This MSc enables you to delve deeply into particular aspects of pure and applied mathematics through a wide choice of modules in areas such as fractal geometry, coding theory and calculus of variations. The choice of modules is sufficient to be of interest to not only mathematicians, but also mathematically inclined scientists or engineers looking to advance their career by gaining a high-level qualification.
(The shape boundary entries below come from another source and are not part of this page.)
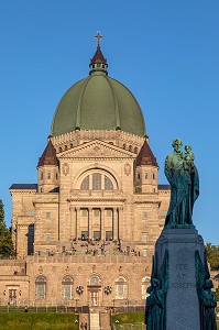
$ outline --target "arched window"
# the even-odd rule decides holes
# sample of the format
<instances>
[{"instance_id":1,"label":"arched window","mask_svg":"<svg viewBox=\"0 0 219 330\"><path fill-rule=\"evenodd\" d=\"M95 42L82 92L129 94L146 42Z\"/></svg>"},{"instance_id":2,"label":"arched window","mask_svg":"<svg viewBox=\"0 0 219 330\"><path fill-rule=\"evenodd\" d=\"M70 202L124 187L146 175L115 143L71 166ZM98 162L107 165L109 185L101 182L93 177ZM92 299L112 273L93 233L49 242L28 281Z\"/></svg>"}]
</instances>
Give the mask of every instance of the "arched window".
<instances>
[{"instance_id":1,"label":"arched window","mask_svg":"<svg viewBox=\"0 0 219 330\"><path fill-rule=\"evenodd\" d=\"M36 299L45 299L46 294L46 279L44 276L39 276L35 280L35 296Z\"/></svg>"},{"instance_id":2,"label":"arched window","mask_svg":"<svg viewBox=\"0 0 219 330\"><path fill-rule=\"evenodd\" d=\"M105 175L105 189L106 190L113 190L112 182L106 175Z\"/></svg>"},{"instance_id":3,"label":"arched window","mask_svg":"<svg viewBox=\"0 0 219 330\"><path fill-rule=\"evenodd\" d=\"M84 178L80 185L80 190L89 190L89 175Z\"/></svg>"},{"instance_id":4,"label":"arched window","mask_svg":"<svg viewBox=\"0 0 219 330\"><path fill-rule=\"evenodd\" d=\"M90 285L96 286L96 285L100 285L100 283L101 283L101 280L97 275L90 276L90 278L89 278L89 284Z\"/></svg>"},{"instance_id":5,"label":"arched window","mask_svg":"<svg viewBox=\"0 0 219 330\"><path fill-rule=\"evenodd\" d=\"M100 173L92 174L92 189L94 190L101 189L101 174Z\"/></svg>"},{"instance_id":6,"label":"arched window","mask_svg":"<svg viewBox=\"0 0 219 330\"><path fill-rule=\"evenodd\" d=\"M127 299L127 279L122 276L117 278L116 283L116 299Z\"/></svg>"},{"instance_id":7,"label":"arched window","mask_svg":"<svg viewBox=\"0 0 219 330\"><path fill-rule=\"evenodd\" d=\"M62 296L63 299L73 299L73 278L65 276L62 282Z\"/></svg>"},{"instance_id":8,"label":"arched window","mask_svg":"<svg viewBox=\"0 0 219 330\"><path fill-rule=\"evenodd\" d=\"M113 188L112 179L103 173L89 174L80 184L80 190L113 190Z\"/></svg>"},{"instance_id":9,"label":"arched window","mask_svg":"<svg viewBox=\"0 0 219 330\"><path fill-rule=\"evenodd\" d=\"M142 299L145 299L149 296L146 292L149 286L150 286L150 277L145 276L142 278Z\"/></svg>"}]
</instances>

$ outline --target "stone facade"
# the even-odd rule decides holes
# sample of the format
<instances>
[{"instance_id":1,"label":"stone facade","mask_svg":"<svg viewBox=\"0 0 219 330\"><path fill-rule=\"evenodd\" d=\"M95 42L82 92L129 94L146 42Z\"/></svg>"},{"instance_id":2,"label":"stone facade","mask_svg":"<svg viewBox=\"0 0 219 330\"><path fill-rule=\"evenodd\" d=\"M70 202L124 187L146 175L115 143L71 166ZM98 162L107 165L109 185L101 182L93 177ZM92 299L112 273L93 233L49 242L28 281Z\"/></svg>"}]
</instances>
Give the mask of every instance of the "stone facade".
<instances>
[{"instance_id":1,"label":"stone facade","mask_svg":"<svg viewBox=\"0 0 219 330\"><path fill-rule=\"evenodd\" d=\"M10 188L17 260L2 262L1 304L143 306L169 187L158 185L141 108L108 77L99 46L52 134L37 184Z\"/></svg>"},{"instance_id":2,"label":"stone facade","mask_svg":"<svg viewBox=\"0 0 219 330\"><path fill-rule=\"evenodd\" d=\"M35 188L10 188L18 261L1 266L10 278L1 282L1 304L144 305L169 200L157 165L135 166L144 143L107 131L53 139L58 165L41 164Z\"/></svg>"}]
</instances>

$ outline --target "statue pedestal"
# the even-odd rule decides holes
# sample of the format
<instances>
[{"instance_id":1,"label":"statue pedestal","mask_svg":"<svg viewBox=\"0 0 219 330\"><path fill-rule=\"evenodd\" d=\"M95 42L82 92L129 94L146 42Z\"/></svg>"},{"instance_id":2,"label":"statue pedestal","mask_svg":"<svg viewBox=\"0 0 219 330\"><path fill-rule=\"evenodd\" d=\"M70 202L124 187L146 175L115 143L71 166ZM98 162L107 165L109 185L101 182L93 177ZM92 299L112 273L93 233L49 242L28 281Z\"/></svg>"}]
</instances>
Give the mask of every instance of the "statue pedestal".
<instances>
[{"instance_id":1,"label":"statue pedestal","mask_svg":"<svg viewBox=\"0 0 219 330\"><path fill-rule=\"evenodd\" d=\"M168 290L166 330L200 330L199 300L196 290L195 251L204 261L204 241L196 229L164 229L155 252L157 273L168 250Z\"/></svg>"}]
</instances>

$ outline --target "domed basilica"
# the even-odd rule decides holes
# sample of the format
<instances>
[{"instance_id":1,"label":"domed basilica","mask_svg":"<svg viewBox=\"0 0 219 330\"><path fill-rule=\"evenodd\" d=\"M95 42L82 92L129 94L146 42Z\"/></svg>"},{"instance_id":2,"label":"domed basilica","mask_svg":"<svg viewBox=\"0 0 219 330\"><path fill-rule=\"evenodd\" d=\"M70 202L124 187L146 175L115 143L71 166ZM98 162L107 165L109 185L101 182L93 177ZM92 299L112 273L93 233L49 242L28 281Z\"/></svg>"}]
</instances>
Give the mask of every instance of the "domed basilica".
<instances>
[{"instance_id":1,"label":"domed basilica","mask_svg":"<svg viewBox=\"0 0 219 330\"><path fill-rule=\"evenodd\" d=\"M18 257L1 266L1 305L144 306L169 187L157 183L140 105L108 76L100 37L89 76L56 108L37 184L10 187Z\"/></svg>"}]
</instances>

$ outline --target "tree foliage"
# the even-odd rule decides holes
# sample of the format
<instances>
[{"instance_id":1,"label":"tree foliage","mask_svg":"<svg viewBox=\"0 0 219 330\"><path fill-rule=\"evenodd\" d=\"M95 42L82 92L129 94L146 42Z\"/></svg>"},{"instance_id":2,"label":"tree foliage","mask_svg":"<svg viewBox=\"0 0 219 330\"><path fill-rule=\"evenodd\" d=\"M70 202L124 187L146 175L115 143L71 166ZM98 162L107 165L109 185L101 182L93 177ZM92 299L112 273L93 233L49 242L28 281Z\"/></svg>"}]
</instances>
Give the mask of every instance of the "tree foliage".
<instances>
[{"instance_id":1,"label":"tree foliage","mask_svg":"<svg viewBox=\"0 0 219 330\"><path fill-rule=\"evenodd\" d=\"M216 289L216 299L217 299L217 301L219 301L219 286Z\"/></svg>"},{"instance_id":2,"label":"tree foliage","mask_svg":"<svg viewBox=\"0 0 219 330\"><path fill-rule=\"evenodd\" d=\"M219 271L219 245L207 243L206 253L211 271Z\"/></svg>"},{"instance_id":3,"label":"tree foliage","mask_svg":"<svg viewBox=\"0 0 219 330\"><path fill-rule=\"evenodd\" d=\"M4 222L3 202L0 199L0 255L14 255L14 248L11 238L11 231L7 228Z\"/></svg>"}]
</instances>

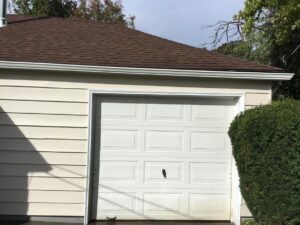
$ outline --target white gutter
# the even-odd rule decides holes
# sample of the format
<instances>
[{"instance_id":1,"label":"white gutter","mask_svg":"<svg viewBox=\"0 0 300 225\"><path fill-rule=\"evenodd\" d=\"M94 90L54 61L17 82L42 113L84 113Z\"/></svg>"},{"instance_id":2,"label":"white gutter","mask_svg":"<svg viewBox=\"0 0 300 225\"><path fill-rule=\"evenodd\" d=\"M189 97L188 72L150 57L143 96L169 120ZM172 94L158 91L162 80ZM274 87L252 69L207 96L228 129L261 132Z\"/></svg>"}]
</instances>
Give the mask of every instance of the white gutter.
<instances>
[{"instance_id":1,"label":"white gutter","mask_svg":"<svg viewBox=\"0 0 300 225\"><path fill-rule=\"evenodd\" d=\"M0 28L7 25L6 16L6 0L0 0Z\"/></svg>"},{"instance_id":2,"label":"white gutter","mask_svg":"<svg viewBox=\"0 0 300 225\"><path fill-rule=\"evenodd\" d=\"M290 80L294 75L292 73L152 69L152 68L110 67L110 66L86 66L86 65L73 65L73 64L13 62L13 61L0 61L0 68L18 69L18 70L83 72L83 73L97 73L97 74L230 78L230 79L251 79L251 80Z\"/></svg>"}]
</instances>

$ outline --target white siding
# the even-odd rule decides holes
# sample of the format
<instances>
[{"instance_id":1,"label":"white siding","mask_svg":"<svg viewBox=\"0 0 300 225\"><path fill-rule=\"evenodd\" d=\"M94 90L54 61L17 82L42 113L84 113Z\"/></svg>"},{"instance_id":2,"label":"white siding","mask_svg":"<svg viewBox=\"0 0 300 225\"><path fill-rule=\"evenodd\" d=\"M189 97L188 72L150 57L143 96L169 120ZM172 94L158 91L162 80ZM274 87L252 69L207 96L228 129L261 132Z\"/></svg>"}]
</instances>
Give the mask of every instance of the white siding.
<instances>
[{"instance_id":1,"label":"white siding","mask_svg":"<svg viewBox=\"0 0 300 225\"><path fill-rule=\"evenodd\" d=\"M246 108L271 100L267 81L2 70L0 214L83 216L92 89L246 93Z\"/></svg>"}]
</instances>

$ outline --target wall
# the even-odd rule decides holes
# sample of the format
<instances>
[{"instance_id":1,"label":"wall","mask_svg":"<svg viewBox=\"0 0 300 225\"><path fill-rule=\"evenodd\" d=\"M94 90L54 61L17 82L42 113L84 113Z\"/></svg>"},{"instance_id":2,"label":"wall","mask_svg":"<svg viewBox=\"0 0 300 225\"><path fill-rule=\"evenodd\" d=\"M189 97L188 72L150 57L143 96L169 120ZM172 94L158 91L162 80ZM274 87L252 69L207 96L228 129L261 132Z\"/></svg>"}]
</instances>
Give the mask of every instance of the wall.
<instances>
[{"instance_id":1,"label":"wall","mask_svg":"<svg viewBox=\"0 0 300 225\"><path fill-rule=\"evenodd\" d=\"M0 70L0 214L83 216L91 89L245 92L246 108L271 100L267 81Z\"/></svg>"}]
</instances>

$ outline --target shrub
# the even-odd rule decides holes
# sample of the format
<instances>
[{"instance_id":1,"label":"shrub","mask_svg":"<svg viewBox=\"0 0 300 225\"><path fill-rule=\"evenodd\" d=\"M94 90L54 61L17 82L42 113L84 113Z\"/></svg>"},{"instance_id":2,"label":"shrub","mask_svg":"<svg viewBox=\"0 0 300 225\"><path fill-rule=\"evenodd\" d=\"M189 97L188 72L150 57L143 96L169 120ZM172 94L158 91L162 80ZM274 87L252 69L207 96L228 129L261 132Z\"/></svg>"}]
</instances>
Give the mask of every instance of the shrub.
<instances>
[{"instance_id":1,"label":"shrub","mask_svg":"<svg viewBox=\"0 0 300 225\"><path fill-rule=\"evenodd\" d=\"M229 136L255 221L300 224L300 102L247 110L234 119Z\"/></svg>"}]
</instances>

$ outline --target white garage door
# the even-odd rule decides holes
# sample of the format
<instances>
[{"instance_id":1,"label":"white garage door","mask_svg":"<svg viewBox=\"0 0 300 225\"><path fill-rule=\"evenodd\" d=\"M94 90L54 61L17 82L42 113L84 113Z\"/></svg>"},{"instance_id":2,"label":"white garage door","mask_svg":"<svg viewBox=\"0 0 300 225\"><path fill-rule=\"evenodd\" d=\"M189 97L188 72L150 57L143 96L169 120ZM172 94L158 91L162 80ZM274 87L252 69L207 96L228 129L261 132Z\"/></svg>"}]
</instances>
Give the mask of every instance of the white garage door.
<instances>
[{"instance_id":1,"label":"white garage door","mask_svg":"<svg viewBox=\"0 0 300 225\"><path fill-rule=\"evenodd\" d=\"M221 98L99 98L94 217L230 220L233 105Z\"/></svg>"}]
</instances>

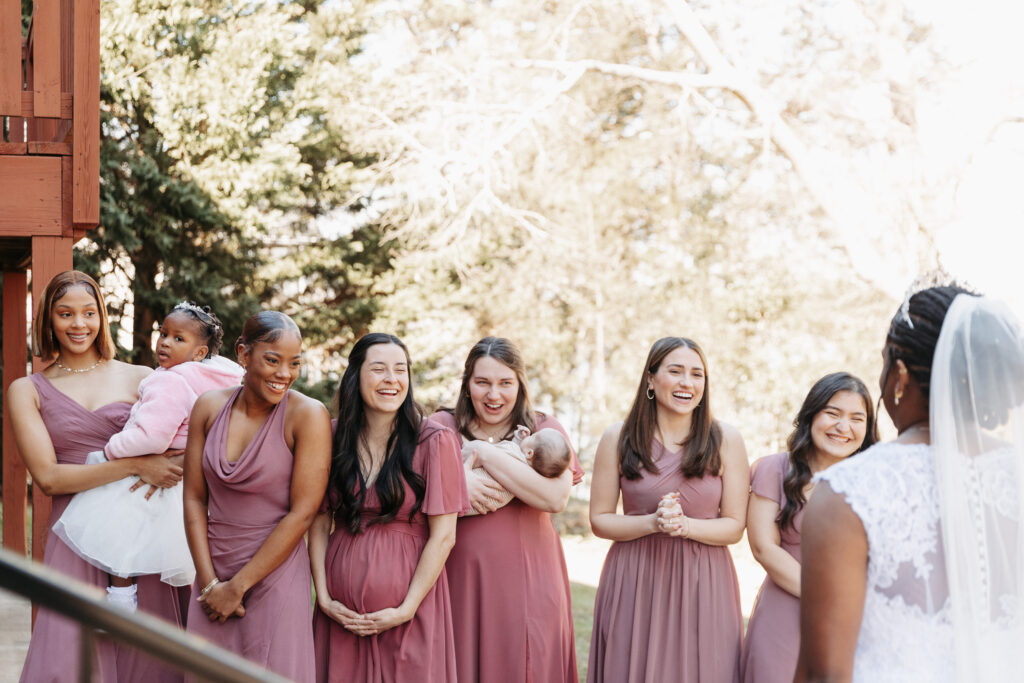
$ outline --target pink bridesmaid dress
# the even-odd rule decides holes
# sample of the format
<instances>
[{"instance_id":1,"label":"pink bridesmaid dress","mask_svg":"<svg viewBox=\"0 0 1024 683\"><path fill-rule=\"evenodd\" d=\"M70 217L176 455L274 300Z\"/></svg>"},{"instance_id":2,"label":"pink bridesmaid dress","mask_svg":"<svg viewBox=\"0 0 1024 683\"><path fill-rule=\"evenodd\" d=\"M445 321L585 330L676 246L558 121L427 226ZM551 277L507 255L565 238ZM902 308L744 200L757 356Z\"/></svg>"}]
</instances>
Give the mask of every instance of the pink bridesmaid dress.
<instances>
[{"instance_id":1,"label":"pink bridesmaid dress","mask_svg":"<svg viewBox=\"0 0 1024 683\"><path fill-rule=\"evenodd\" d=\"M470 509L460 451L454 433L436 422L423 421L413 455L413 469L426 483L422 506L414 515L415 497L406 484L406 499L394 519L367 524L380 514L377 492L372 486L367 490L361 530L352 533L338 524L328 540L327 582L335 600L360 613L401 604L430 537L427 515ZM337 495L329 492L332 498ZM313 642L316 680L322 683L455 683L455 641L444 570L412 621L359 637L317 608Z\"/></svg>"},{"instance_id":2,"label":"pink bridesmaid dress","mask_svg":"<svg viewBox=\"0 0 1024 683\"><path fill-rule=\"evenodd\" d=\"M217 414L203 450L203 474L209 492L207 536L218 577L238 572L288 514L293 455L285 441L288 397L233 463L225 457L231 405L242 387ZM193 586L188 632L231 650L293 681L313 680L312 582L309 553L300 540L278 568L249 589L245 616L211 622L197 602Z\"/></svg>"},{"instance_id":3,"label":"pink bridesmaid dress","mask_svg":"<svg viewBox=\"0 0 1024 683\"><path fill-rule=\"evenodd\" d=\"M84 464L91 451L101 451L111 436L120 432L128 421L131 403L108 403L90 412L59 391L41 373L30 377L39 394L39 413L50 434L58 463ZM72 496L66 494L52 498L49 526L53 526L63 514ZM97 519L96 523L103 522ZM79 581L106 588L106 573L76 555L55 533L46 536L43 563ZM136 584L139 609L181 626L178 593L174 588L162 583L158 575L139 577ZM22 670L22 682L77 681L79 633L77 623L48 609L40 609ZM96 674L98 680L104 683L171 683L182 679L182 675L174 669L131 647L109 641L101 641L97 647Z\"/></svg>"},{"instance_id":4,"label":"pink bridesmaid dress","mask_svg":"<svg viewBox=\"0 0 1024 683\"><path fill-rule=\"evenodd\" d=\"M451 413L433 419L456 429ZM565 434L557 420L539 415L536 430L545 427ZM579 482L575 453L570 467ZM461 518L446 566L460 682L579 680L565 556L549 513L512 499Z\"/></svg>"},{"instance_id":5,"label":"pink bridesmaid dress","mask_svg":"<svg viewBox=\"0 0 1024 683\"><path fill-rule=\"evenodd\" d=\"M687 516L718 517L722 477L686 478L682 450L654 441L659 474L620 477L627 515L657 509L678 490ZM729 549L653 533L616 541L594 600L590 683L735 683L742 637L739 584Z\"/></svg>"},{"instance_id":6,"label":"pink bridesmaid dress","mask_svg":"<svg viewBox=\"0 0 1024 683\"><path fill-rule=\"evenodd\" d=\"M790 454L777 453L754 464L751 490L782 506L782 480L790 469ZM801 508L793 525L779 527L782 550L800 562ZM800 598L787 593L766 577L758 591L743 640L744 683L791 683L800 654Z\"/></svg>"}]
</instances>

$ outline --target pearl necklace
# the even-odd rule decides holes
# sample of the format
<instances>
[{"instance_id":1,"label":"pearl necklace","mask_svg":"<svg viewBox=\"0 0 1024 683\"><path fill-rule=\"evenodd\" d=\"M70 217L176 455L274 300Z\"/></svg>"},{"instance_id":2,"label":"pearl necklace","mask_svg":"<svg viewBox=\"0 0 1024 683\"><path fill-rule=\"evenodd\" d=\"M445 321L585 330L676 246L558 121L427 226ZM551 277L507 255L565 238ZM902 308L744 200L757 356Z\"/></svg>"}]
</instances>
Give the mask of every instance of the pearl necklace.
<instances>
[{"instance_id":1,"label":"pearl necklace","mask_svg":"<svg viewBox=\"0 0 1024 683\"><path fill-rule=\"evenodd\" d=\"M483 434L484 436L486 436L486 437L487 437L487 443L494 443L494 442L495 442L495 438L496 438L496 437L494 437L494 436L492 436L492 435L487 434L486 430L484 430L484 429L483 429L483 427L482 427L482 426L480 426L480 423L476 423L476 427L477 427L477 428L476 428L476 429L475 429L474 431L476 431L476 432L477 432L477 433L479 433L479 434ZM505 430L505 431L503 431L503 432L502 432L502 435L505 435L505 434L507 434L507 433L508 433L508 430ZM499 438L498 440L500 441L500 440L502 440L502 439L501 439L501 438Z\"/></svg>"},{"instance_id":2,"label":"pearl necklace","mask_svg":"<svg viewBox=\"0 0 1024 683\"><path fill-rule=\"evenodd\" d=\"M69 373L74 373L75 375L82 375L82 374L87 373L87 372L89 372L91 370L95 370L96 368L98 368L100 366L100 364L102 364L105 360L106 360L106 358L102 358L101 357L98 360L96 360L94 364L92 364L91 366L89 366L88 368L82 368L81 370L77 370L75 368L69 368L68 366L66 366L62 362L60 362L60 356L58 355L56 357L56 359L53 361L53 365L56 366L57 368L59 368L60 370L67 371Z\"/></svg>"}]
</instances>

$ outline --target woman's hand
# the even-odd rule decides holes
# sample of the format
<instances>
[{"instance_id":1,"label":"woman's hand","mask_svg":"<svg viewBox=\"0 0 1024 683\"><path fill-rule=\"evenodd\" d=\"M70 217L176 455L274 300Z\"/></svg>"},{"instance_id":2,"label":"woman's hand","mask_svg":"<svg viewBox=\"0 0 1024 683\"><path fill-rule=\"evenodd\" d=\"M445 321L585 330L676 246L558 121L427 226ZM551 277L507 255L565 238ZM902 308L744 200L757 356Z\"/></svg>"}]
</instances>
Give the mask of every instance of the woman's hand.
<instances>
[{"instance_id":1,"label":"woman's hand","mask_svg":"<svg viewBox=\"0 0 1024 683\"><path fill-rule=\"evenodd\" d=\"M132 459L138 478L151 486L170 488L181 481L184 469L172 458L164 456L139 456Z\"/></svg>"},{"instance_id":2,"label":"woman's hand","mask_svg":"<svg viewBox=\"0 0 1024 683\"><path fill-rule=\"evenodd\" d=\"M319 602L321 610L356 636L372 636L376 633L374 623L366 615L349 609L337 600L328 598Z\"/></svg>"},{"instance_id":3,"label":"woman's hand","mask_svg":"<svg viewBox=\"0 0 1024 683\"><path fill-rule=\"evenodd\" d=\"M388 629L393 629L396 626L401 626L406 622L412 621L415 614L415 611L409 613L401 606L388 607L387 609L365 614L364 616L370 622L372 628L372 633L368 635L376 635Z\"/></svg>"},{"instance_id":4,"label":"woman's hand","mask_svg":"<svg viewBox=\"0 0 1024 683\"><path fill-rule=\"evenodd\" d=\"M502 507L501 503L496 499L504 494L505 489L494 480L488 481L483 477L473 474L473 461L474 459L470 459L470 462L464 465L466 470L466 490L469 494L469 504L473 506L476 514L485 515Z\"/></svg>"},{"instance_id":5,"label":"woman's hand","mask_svg":"<svg viewBox=\"0 0 1024 683\"><path fill-rule=\"evenodd\" d=\"M679 494L672 492L662 497L657 504L657 530L669 536L686 538L690 531L689 517L683 514Z\"/></svg>"},{"instance_id":6,"label":"woman's hand","mask_svg":"<svg viewBox=\"0 0 1024 683\"><path fill-rule=\"evenodd\" d=\"M211 622L219 621L223 624L228 616L246 615L246 608L242 605L244 595L244 591L239 590L232 582L226 581L217 584L198 599Z\"/></svg>"},{"instance_id":7,"label":"woman's hand","mask_svg":"<svg viewBox=\"0 0 1024 683\"><path fill-rule=\"evenodd\" d=\"M182 468L182 472L183 472L184 471L184 461L185 461L185 455L184 454L185 454L185 452L184 452L183 449L168 449L167 451L163 452L162 454L159 454L158 456L146 456L146 457L148 457L148 458L158 458L158 457L159 458L166 458L168 463L170 463L171 465L175 465L177 467L181 467ZM134 483L134 485L132 485L132 487L129 488L128 490L129 492L134 492L135 489L142 487L146 483L150 484L150 490L145 492L145 500L147 500L147 501L150 500L150 498L154 494L156 494L161 488L169 488L170 487L170 486L163 486L163 485L156 484L156 483L151 483L148 481L143 480L141 478L141 476L140 476L139 480L136 481ZM174 485L174 484L171 484L171 485Z\"/></svg>"}]
</instances>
You'll complete your MSc with a piece of independent study, exploring a mathematical topic in detail, and conclude this with a dissertation.
Key features of the course
•Ideal for mathematically inclined scientists and engineers as well as mathematicians.
•Extends your knowledge and refines your abilities to process information accurately, and critically analyse and communicate complex ideas.
•Develops an enhanced skill set giving you an advantage in careers beyond mathematics, such as education, computer science, engineering, economics and finance.
•The UK's most popular MSc in Mathematics.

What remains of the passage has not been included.